New isocratic high-performance liquid chromatographic procedure to assay the anti-sickling compound hydroxyurea in plasma with ultraviolet detection

A new procedure using high-performance liquid chromatography (HPLC) with ultraviolet detection to assay hydroxyurea (HU) levels in plasma has been developed. The drug was isolated from plasma by a direct deproteinization process with sulfosalicylic acid. Following neutralization of the acidic supernatant, an aliquot was loaded onto an Aminex HPX-72S column (300x7.8 mm).

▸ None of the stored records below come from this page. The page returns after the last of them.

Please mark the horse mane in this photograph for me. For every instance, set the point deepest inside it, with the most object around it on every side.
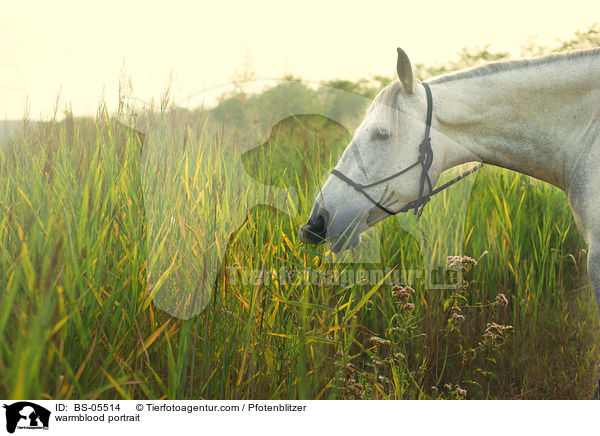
(504, 66)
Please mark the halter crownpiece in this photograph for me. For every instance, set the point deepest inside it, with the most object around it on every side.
(425, 160)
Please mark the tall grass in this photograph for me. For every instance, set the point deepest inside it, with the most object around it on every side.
(83, 237)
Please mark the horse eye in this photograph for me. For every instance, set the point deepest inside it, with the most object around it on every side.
(382, 135)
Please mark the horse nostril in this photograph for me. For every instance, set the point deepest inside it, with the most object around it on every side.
(315, 230)
(319, 224)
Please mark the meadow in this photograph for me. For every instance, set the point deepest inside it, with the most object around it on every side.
(89, 254)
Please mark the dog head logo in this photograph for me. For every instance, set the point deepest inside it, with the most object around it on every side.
(26, 415)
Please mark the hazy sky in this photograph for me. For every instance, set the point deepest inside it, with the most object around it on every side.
(80, 48)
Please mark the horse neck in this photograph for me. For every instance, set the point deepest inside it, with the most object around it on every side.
(536, 120)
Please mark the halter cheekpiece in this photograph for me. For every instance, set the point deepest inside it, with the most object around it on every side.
(425, 160)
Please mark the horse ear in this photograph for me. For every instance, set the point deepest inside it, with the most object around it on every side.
(404, 70)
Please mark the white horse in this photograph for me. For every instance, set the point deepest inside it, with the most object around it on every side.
(538, 117)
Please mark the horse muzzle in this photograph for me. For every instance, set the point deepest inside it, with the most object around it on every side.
(315, 230)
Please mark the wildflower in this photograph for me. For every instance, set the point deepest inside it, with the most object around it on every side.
(458, 317)
(501, 298)
(463, 263)
(402, 293)
(378, 341)
(495, 332)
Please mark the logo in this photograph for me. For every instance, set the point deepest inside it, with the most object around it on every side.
(26, 415)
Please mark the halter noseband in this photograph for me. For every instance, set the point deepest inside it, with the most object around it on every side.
(425, 160)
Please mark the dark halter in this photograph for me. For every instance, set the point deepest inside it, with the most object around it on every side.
(425, 160)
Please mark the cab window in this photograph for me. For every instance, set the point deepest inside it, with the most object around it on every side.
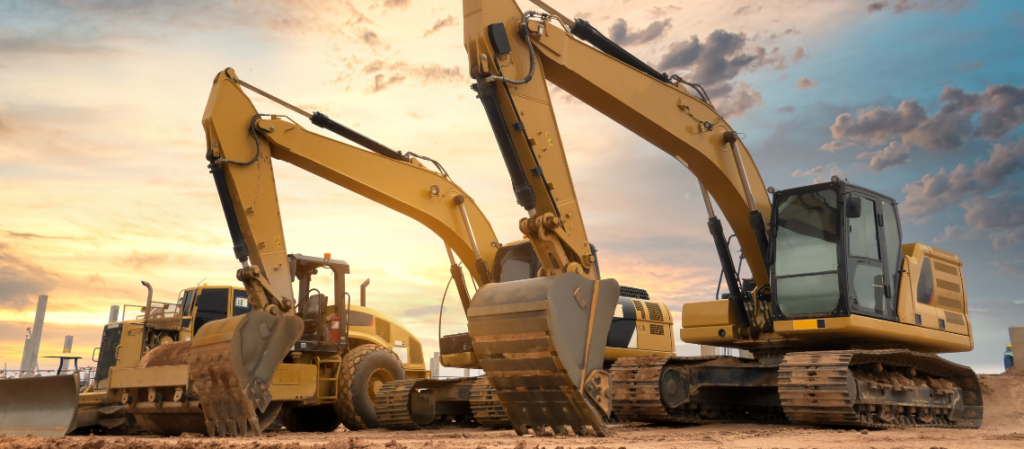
(212, 305)
(240, 303)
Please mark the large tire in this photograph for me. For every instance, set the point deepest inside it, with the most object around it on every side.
(364, 371)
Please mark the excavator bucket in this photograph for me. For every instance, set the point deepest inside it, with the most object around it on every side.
(39, 406)
(541, 342)
(231, 362)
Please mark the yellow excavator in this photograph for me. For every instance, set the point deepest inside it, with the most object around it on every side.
(239, 134)
(844, 320)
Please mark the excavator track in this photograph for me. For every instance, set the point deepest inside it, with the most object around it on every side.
(412, 404)
(392, 405)
(879, 390)
(657, 389)
(487, 410)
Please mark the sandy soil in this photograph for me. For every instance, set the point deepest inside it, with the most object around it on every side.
(1003, 427)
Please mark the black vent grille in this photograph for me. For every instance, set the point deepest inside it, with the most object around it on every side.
(633, 292)
(655, 312)
(640, 309)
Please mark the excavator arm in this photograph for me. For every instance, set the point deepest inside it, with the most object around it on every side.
(504, 44)
(231, 360)
(238, 134)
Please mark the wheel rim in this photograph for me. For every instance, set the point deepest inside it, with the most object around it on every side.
(377, 379)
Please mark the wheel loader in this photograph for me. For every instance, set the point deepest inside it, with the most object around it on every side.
(843, 319)
(402, 182)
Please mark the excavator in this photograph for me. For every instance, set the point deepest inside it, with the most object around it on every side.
(844, 321)
(242, 146)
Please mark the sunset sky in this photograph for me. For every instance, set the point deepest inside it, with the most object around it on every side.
(103, 180)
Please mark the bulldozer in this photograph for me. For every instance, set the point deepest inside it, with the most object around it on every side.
(55, 406)
(844, 321)
(402, 182)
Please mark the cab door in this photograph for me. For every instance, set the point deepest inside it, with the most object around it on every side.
(869, 284)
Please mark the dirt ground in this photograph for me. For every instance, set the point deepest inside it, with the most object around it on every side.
(1003, 427)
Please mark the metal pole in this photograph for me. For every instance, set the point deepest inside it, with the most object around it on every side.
(31, 353)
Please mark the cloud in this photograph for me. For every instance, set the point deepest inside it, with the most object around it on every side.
(623, 36)
(895, 154)
(799, 54)
(878, 125)
(139, 259)
(809, 172)
(22, 281)
(934, 193)
(1000, 108)
(947, 6)
(440, 24)
(370, 38)
(836, 146)
(832, 168)
(396, 3)
(806, 83)
(382, 81)
(719, 58)
(742, 98)
(427, 74)
(877, 6)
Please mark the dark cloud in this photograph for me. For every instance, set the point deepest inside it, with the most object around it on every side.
(1000, 109)
(382, 82)
(806, 83)
(441, 24)
(895, 154)
(139, 260)
(947, 6)
(623, 36)
(20, 280)
(935, 193)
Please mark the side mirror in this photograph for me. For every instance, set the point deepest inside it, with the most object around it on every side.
(853, 207)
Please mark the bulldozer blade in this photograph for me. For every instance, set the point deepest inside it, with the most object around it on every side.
(231, 362)
(539, 341)
(39, 406)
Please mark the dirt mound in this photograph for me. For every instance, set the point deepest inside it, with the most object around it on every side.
(1004, 396)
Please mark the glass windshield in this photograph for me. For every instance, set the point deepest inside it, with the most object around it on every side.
(806, 258)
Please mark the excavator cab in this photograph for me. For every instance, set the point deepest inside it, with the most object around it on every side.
(836, 252)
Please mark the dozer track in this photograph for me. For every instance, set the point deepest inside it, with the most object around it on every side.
(541, 342)
(879, 390)
(487, 410)
(412, 404)
(666, 390)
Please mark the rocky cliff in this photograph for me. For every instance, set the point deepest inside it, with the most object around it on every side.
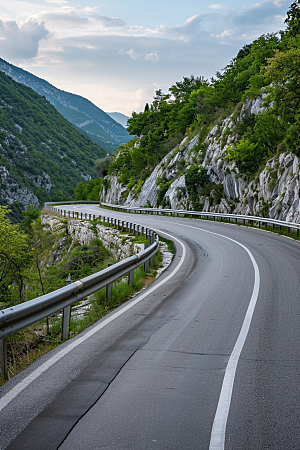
(274, 191)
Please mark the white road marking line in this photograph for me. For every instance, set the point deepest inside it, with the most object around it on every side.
(217, 439)
(40, 370)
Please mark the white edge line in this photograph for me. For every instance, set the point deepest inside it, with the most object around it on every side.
(7, 398)
(217, 440)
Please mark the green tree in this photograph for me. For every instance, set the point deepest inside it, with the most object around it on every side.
(293, 19)
(14, 257)
(102, 165)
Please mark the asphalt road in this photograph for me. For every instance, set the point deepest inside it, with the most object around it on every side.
(209, 359)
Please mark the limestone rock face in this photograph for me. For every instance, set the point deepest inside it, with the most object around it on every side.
(273, 193)
(120, 245)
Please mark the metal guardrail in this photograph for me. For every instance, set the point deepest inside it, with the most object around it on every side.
(200, 214)
(20, 316)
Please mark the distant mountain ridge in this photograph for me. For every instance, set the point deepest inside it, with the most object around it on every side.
(42, 155)
(120, 118)
(87, 117)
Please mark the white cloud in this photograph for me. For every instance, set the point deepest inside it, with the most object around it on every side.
(133, 55)
(152, 57)
(64, 45)
(21, 42)
(218, 6)
(58, 2)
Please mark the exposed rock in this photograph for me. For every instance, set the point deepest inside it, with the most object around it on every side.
(120, 245)
(274, 192)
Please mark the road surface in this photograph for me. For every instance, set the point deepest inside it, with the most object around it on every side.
(208, 358)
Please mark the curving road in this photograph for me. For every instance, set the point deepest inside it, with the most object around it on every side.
(205, 358)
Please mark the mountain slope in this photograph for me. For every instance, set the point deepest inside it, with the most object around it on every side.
(88, 118)
(120, 118)
(42, 156)
(231, 144)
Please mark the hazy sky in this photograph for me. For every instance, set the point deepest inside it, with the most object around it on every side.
(117, 53)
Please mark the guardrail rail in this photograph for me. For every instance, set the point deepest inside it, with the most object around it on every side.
(237, 218)
(21, 316)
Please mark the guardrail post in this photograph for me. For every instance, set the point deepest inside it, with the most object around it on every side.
(66, 315)
(146, 263)
(109, 289)
(3, 360)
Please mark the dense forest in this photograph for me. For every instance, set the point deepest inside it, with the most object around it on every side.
(269, 65)
(42, 156)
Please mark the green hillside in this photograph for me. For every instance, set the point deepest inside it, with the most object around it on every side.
(42, 156)
(87, 117)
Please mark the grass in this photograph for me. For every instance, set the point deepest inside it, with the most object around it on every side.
(29, 344)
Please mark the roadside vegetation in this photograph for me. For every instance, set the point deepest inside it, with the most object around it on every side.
(35, 260)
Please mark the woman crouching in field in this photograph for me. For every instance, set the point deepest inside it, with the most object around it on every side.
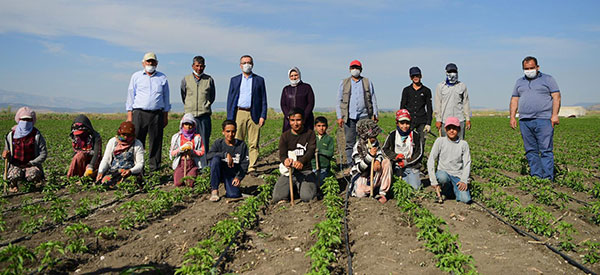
(87, 147)
(187, 148)
(25, 150)
(123, 156)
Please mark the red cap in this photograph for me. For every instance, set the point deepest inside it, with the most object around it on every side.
(355, 63)
(402, 114)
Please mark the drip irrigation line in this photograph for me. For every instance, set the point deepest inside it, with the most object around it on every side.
(523, 233)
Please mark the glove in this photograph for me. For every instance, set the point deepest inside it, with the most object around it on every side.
(88, 172)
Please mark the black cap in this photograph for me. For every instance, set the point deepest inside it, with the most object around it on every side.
(451, 67)
(414, 71)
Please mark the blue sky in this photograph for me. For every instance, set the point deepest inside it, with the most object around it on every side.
(89, 49)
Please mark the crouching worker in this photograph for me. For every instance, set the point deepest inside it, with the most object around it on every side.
(25, 150)
(87, 147)
(229, 162)
(296, 150)
(186, 151)
(454, 163)
(123, 156)
(403, 147)
(367, 153)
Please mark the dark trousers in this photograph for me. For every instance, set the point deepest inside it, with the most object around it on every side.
(204, 128)
(150, 123)
(219, 172)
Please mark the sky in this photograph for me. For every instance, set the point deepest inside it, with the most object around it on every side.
(88, 49)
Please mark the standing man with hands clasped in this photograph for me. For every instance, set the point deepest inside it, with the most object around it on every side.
(537, 98)
(247, 106)
(148, 107)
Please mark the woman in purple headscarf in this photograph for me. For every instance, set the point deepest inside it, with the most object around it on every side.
(187, 148)
(25, 150)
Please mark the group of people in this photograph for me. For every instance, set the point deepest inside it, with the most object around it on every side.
(305, 148)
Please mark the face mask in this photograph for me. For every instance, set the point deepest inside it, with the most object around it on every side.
(247, 68)
(150, 68)
(452, 77)
(530, 73)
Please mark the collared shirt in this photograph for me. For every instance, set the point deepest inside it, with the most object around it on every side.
(356, 107)
(148, 92)
(535, 96)
(245, 100)
(452, 101)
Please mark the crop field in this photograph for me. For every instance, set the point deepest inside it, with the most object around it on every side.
(516, 225)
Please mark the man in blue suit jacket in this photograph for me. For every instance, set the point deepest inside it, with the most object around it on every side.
(247, 106)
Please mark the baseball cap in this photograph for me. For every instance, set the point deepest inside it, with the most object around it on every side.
(355, 63)
(452, 121)
(414, 71)
(149, 56)
(451, 67)
(402, 114)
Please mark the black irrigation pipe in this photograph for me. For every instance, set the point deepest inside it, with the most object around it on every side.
(523, 233)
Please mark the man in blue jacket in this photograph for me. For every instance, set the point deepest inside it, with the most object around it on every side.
(247, 106)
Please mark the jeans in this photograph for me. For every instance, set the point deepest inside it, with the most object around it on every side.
(538, 142)
(444, 179)
(219, 172)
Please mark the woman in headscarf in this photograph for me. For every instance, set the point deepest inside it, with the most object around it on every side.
(186, 151)
(367, 153)
(123, 156)
(297, 95)
(25, 150)
(87, 148)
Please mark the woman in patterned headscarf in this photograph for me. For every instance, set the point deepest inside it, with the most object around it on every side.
(25, 150)
(123, 156)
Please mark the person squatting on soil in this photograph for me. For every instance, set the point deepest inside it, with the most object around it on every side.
(416, 98)
(123, 156)
(229, 162)
(87, 148)
(297, 95)
(187, 150)
(367, 152)
(537, 97)
(404, 148)
(454, 163)
(198, 94)
(296, 150)
(25, 149)
(452, 100)
(325, 150)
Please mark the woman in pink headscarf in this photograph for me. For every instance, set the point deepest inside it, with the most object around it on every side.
(25, 150)
(187, 148)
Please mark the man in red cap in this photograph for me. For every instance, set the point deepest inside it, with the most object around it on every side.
(356, 100)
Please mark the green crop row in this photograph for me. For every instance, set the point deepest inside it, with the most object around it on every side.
(444, 245)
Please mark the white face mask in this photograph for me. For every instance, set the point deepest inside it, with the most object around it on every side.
(247, 68)
(530, 73)
(150, 69)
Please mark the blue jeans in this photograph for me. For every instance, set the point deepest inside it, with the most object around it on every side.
(538, 142)
(219, 172)
(444, 179)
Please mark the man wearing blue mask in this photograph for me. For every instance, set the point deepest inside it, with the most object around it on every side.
(537, 97)
(452, 100)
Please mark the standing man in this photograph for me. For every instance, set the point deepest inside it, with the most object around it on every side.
(148, 107)
(416, 98)
(356, 100)
(452, 100)
(247, 106)
(198, 94)
(537, 97)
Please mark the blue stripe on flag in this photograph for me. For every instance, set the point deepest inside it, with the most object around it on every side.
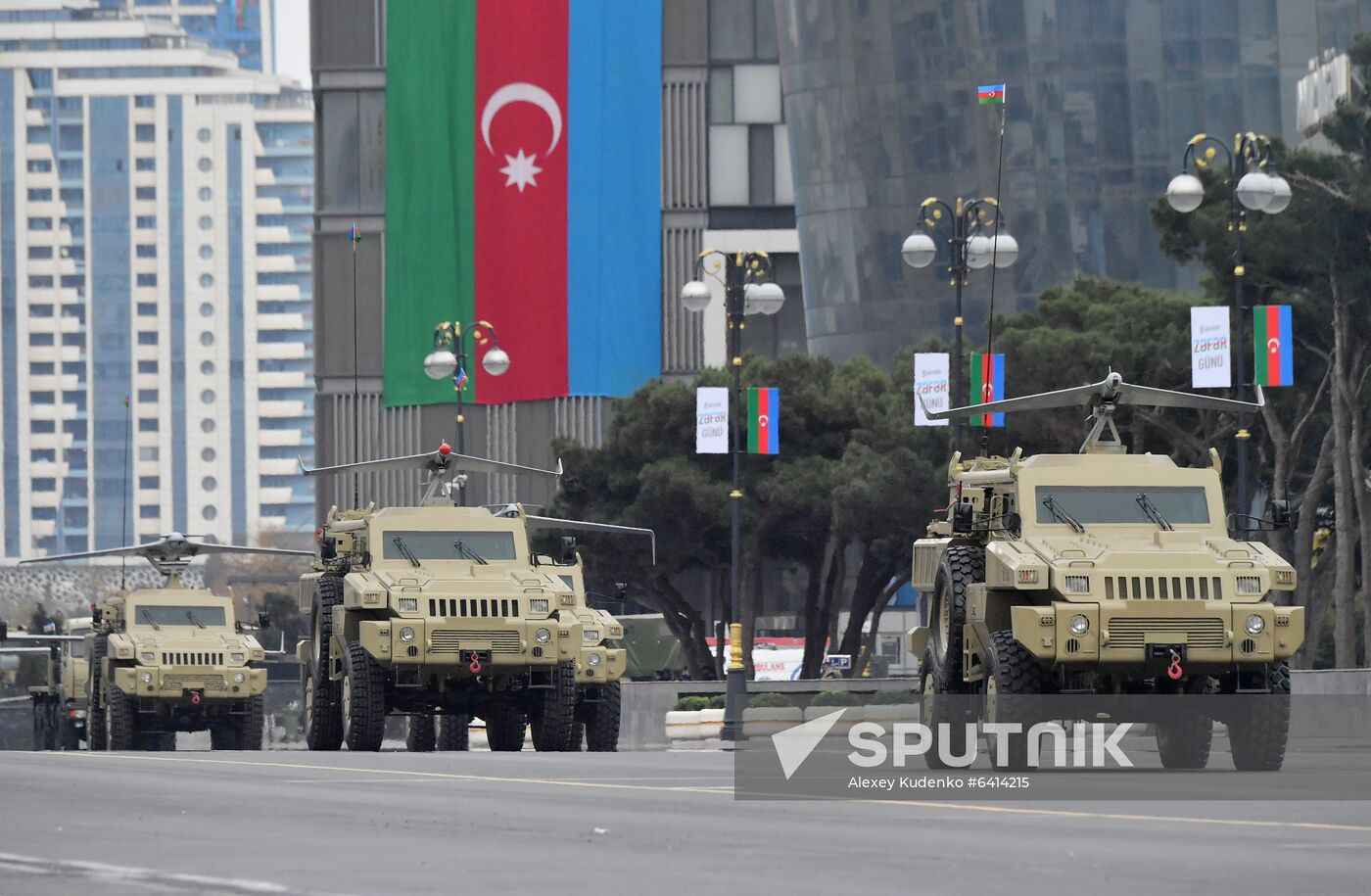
(613, 196)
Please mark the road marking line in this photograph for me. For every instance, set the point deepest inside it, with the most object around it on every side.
(602, 785)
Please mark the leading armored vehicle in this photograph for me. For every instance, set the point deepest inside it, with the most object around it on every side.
(1106, 573)
(171, 659)
(446, 611)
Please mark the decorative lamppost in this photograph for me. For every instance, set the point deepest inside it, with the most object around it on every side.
(1252, 185)
(976, 240)
(449, 359)
(747, 289)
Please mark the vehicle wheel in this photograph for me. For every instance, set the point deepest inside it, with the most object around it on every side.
(1183, 740)
(504, 727)
(251, 728)
(1257, 736)
(952, 710)
(120, 724)
(960, 566)
(421, 737)
(322, 713)
(554, 711)
(363, 700)
(96, 733)
(1012, 673)
(600, 723)
(454, 733)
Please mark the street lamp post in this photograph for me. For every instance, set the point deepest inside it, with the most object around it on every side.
(747, 289)
(970, 248)
(449, 359)
(1253, 185)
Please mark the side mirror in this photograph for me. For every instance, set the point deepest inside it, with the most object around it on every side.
(963, 515)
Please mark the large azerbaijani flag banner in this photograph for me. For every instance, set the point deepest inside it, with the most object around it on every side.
(523, 188)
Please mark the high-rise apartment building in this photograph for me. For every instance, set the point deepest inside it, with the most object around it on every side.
(155, 215)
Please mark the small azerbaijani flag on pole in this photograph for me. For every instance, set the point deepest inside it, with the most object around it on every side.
(987, 384)
(764, 421)
(1272, 346)
(990, 93)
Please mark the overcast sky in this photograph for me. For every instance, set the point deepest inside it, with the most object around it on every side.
(292, 38)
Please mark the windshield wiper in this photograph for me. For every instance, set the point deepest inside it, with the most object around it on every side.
(1062, 515)
(1154, 514)
(465, 551)
(404, 549)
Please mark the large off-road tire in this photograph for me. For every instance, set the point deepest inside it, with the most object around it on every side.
(421, 736)
(952, 710)
(253, 727)
(959, 567)
(504, 727)
(1185, 738)
(552, 713)
(363, 700)
(96, 736)
(454, 733)
(1012, 672)
(600, 721)
(120, 721)
(1257, 737)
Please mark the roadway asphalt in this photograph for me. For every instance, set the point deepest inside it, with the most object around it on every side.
(648, 823)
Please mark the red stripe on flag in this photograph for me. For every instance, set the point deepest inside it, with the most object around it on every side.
(1274, 346)
(520, 234)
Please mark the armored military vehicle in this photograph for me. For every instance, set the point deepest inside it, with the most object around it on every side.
(171, 659)
(443, 611)
(1108, 573)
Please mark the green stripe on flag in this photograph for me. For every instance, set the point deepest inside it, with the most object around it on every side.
(429, 143)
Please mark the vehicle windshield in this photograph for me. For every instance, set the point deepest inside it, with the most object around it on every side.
(1104, 504)
(449, 545)
(177, 614)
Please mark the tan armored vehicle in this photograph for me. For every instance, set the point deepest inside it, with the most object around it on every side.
(1107, 573)
(442, 611)
(171, 659)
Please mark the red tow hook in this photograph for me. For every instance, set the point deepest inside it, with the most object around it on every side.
(1174, 670)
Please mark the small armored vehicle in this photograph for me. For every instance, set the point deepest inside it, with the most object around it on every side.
(171, 659)
(443, 613)
(1106, 573)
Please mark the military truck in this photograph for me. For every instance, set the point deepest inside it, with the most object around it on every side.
(443, 613)
(171, 659)
(1107, 573)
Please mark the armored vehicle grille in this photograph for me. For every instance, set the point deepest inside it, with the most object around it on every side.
(479, 607)
(192, 659)
(455, 640)
(1138, 632)
(208, 683)
(1162, 588)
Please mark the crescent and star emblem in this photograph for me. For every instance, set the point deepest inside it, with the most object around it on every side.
(521, 170)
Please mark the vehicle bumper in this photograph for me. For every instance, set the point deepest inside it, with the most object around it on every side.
(178, 683)
(1131, 634)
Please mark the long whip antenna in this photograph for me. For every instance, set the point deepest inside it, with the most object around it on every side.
(354, 237)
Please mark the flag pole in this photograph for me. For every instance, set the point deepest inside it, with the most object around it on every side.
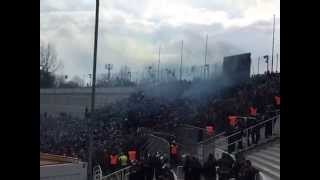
(258, 64)
(274, 19)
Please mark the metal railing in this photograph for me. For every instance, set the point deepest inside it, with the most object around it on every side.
(97, 173)
(247, 134)
(122, 174)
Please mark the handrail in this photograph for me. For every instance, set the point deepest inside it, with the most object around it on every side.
(116, 172)
(160, 138)
(214, 137)
(244, 131)
(253, 126)
(231, 155)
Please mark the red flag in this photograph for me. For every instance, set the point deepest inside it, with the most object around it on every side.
(232, 120)
(210, 130)
(277, 98)
(253, 111)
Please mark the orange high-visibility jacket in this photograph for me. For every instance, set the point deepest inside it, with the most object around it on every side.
(113, 159)
(132, 155)
(277, 98)
(232, 120)
(173, 149)
(210, 130)
(253, 111)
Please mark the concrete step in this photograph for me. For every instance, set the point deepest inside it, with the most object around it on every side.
(269, 173)
(267, 157)
(270, 153)
(268, 164)
(275, 149)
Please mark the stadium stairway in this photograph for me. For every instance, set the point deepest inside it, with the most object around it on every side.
(266, 159)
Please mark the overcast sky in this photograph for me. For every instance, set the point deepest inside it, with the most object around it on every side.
(131, 31)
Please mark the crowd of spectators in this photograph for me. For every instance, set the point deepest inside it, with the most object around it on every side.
(225, 168)
(115, 126)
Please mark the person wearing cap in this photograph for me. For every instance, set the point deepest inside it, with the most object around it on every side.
(123, 159)
(174, 153)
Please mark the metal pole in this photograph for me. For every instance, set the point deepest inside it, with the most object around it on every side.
(93, 90)
(277, 63)
(205, 57)
(159, 66)
(258, 63)
(274, 19)
(181, 61)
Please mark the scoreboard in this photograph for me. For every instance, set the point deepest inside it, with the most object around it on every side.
(236, 68)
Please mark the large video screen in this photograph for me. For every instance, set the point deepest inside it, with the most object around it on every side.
(236, 68)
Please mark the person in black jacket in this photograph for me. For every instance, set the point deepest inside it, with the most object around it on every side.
(195, 169)
(209, 168)
(247, 172)
(187, 168)
(225, 166)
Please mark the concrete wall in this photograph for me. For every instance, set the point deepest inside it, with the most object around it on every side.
(70, 171)
(75, 100)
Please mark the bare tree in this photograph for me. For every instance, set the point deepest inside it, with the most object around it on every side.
(49, 58)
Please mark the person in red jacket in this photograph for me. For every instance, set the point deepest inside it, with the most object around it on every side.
(174, 153)
(113, 161)
(249, 123)
(132, 154)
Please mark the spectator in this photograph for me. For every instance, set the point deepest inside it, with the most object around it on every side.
(209, 168)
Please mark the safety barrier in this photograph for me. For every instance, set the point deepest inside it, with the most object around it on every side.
(245, 135)
(97, 173)
(122, 174)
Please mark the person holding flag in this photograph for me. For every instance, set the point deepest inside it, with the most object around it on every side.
(266, 57)
(251, 121)
(232, 122)
(210, 130)
(174, 153)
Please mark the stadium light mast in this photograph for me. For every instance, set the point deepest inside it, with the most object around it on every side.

Chromatography was performed at 55 degrees C using a mobile phase consisting of acetonitrile-0.025 M ammonium sulfate buffer (pH 8.5) including 0.1% triethylamine, 0.01 M sodium sulfate, and 5 mM sodium heptane sulfonate. The UV absorbance of effluent was monitored at 214 nm. A flow-rate of 0.8 ml/min was used for analyzing HU in both human and mouse plasma. Under these conditions, the drug eluted at 12.6 min. The assay possessed linearity up to 425 microg/ml, with a lower limit of quantitation of 3.32+/-0.0004 microg/ml (mean+/-S.D., n=10). Intra-day and inter-day coefficients of variation were less than 8.5% and 8.7% respectively. Absolute differences were less than 7.4%. The method has been employed in clinical studies and the sensitivity of the assay was shown to be adequate for characterizing the plasma pharmacokinetics of HU in mice. In conclusion, the procedure described herein could be ideally suited for therapeutic monitoring of hydroxyurea.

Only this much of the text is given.